Ditto what KWfarms said aboout line and inbreeding. 

As for breeding age, 12 months is a good rule of thumb but some are ready before that. The doe should weigh 75% of what her adult weight would be. So if her dam matured at 100lbs she needs to weigh 75% of 100lbs which wold be 75lbs.


----------



## toth boer goats (Jul 20, 2008)

I agree with the others...well said..... :thumb: :hi5: :greengrin:


----------



## packhillboers (Feb 2, 2011)

Thank you,
This has been quite helpful and informative. It will help us decide what we are doing with our 5 little doelings next year. 2 of those can be bred to our 'now' buck as they came out of a different buck. We were hoping our registered doe we bought bred would produce us a buck but it looks like the answer is to be looking for a new little buck for next year doelings. Our now buck must have a color gene in him and one of our does also must have color - as all red offspring came out of traditional boers. I like the dark color & we bought from Wilton Boers a bred doe from a red buck for the color. I am not sure we will breed the 3 does back to their father and if we did we would hope they would produce meat wethers only. I have known people who do this and have some great looking animals. They only breed back to the father one generation and not to the sisters, brothers. I guess it depends if you want some good qualilty show, or breeders or if you just need your star thistles eaten. I still want nice looking sturdy durable animals on our property.
Thank you everyone.


----------



## packhillboers (Feb 2, 2011)

Pam,
We are looking at your #70 that is listed. We are thinking it over. I would have to figure out where to put a young buck. Not sure he could be in with our 'now' buck. hmmmm.. We will be thinking it over.


----------



## toth boer goats (Jul 20, 2008)

No problem... :thumb: 

So ...you want to breed the daughters back to the sire? 
Hmmm not sure... if I would personally do that....but ..it is your derision to make...that to me... is very close.... and risky.... Just my opinion.... :wink:


----------



## toth boer goats (Jul 20, 2008)

> Pam,
> We are looking at your #70 that is listed. We are thinking it over. I would have to figure out where to put a young buck. Not sure he could be in with our 'now' buck. hmmmm.. We will be thinking it over.

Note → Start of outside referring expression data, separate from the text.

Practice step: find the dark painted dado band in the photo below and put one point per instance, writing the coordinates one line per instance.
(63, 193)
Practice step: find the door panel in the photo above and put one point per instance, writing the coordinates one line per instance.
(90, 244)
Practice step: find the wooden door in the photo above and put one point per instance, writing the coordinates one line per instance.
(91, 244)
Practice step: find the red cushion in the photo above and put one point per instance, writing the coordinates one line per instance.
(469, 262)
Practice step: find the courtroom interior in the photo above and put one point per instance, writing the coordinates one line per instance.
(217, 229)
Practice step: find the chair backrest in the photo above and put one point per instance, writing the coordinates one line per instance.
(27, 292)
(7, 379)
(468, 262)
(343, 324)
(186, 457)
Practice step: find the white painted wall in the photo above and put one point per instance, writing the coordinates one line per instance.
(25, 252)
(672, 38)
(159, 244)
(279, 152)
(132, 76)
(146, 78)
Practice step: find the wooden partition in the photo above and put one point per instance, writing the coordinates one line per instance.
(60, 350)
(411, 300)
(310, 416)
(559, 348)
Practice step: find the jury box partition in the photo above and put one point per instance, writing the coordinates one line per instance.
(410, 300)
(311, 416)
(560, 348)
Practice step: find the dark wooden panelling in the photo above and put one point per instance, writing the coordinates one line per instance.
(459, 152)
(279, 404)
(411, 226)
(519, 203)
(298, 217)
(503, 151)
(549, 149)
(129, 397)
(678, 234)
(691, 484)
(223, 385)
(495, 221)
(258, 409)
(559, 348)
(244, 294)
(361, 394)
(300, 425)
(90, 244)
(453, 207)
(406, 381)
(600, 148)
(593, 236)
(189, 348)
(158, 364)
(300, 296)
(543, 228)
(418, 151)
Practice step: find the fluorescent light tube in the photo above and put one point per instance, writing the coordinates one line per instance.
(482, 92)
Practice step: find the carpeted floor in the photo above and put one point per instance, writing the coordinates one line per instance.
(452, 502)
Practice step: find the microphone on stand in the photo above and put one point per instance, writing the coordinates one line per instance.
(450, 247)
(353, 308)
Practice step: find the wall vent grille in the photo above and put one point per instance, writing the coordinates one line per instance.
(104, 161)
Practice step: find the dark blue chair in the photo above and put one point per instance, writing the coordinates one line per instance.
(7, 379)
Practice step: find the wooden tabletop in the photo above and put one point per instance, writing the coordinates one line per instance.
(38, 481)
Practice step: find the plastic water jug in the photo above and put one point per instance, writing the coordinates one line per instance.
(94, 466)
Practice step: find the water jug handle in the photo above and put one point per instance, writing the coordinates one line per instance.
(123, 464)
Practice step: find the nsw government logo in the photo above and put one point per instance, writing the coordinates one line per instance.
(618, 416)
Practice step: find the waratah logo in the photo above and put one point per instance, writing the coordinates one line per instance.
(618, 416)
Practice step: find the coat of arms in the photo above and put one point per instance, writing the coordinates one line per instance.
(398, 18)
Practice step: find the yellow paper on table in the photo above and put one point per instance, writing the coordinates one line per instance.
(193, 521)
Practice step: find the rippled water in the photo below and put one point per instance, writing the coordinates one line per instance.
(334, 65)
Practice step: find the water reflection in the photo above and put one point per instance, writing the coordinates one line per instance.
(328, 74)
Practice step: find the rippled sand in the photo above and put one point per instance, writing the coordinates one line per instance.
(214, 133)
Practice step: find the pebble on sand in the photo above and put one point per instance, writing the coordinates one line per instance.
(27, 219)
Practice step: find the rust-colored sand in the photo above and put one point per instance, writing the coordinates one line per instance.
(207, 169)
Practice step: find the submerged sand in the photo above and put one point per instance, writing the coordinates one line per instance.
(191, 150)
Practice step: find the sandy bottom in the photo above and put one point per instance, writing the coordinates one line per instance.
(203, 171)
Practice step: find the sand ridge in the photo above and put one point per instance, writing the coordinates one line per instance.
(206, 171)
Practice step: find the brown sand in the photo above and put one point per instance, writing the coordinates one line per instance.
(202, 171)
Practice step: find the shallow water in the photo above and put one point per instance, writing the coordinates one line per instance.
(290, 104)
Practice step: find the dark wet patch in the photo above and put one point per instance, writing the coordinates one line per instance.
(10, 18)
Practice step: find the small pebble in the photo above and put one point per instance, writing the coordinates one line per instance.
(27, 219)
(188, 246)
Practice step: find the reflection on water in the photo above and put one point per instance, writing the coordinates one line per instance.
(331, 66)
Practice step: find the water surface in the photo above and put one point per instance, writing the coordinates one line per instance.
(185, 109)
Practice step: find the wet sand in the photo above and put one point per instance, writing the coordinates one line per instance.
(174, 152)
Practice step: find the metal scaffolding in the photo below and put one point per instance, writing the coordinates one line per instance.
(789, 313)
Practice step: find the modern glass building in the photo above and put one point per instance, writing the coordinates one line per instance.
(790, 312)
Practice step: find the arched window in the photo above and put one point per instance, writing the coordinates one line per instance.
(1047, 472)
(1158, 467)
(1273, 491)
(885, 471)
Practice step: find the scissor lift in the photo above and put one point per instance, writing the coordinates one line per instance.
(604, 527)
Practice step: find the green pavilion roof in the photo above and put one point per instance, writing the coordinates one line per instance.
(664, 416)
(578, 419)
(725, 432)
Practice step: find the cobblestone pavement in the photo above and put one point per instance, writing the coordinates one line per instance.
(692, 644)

 OK let me know if you decide.... :hug:


----------



## packhillboers (Feb 2, 2011)

It is hard to let our buck go this year for a newbie. He isnt that bad looking of a buck and keeps his weight well. Maybe a bit short bodied. Would your buckling be ready for breeding season this fall? We still would only have 3 does that would be old enough this fall.

We will think it over and in a day or two I will let you know what we decide if you still have one for sale that is.. We could sell the other 3 doeling daughters and still eventually have 5 does next year to be bred that are unrelated to our buck. We would just have to sell out the 3 daughters or not breed them to keep our buck. No,we have no need to breed them back to the father and wont be doing that.


----------



## toth boer goats (Jul 20, 2008)

I know what you mean....

yes our young buckling would be ready to breed by fall .... :wink: 

If you only have a couple of Does that need to be bred to a different buck...I see your dilemma... What I have is 2 bucks at all times ...so I can go back and forth with the Does.... if you have the space to house 2... it may be an idea....if you are not wanting to get rid of your buck you have now....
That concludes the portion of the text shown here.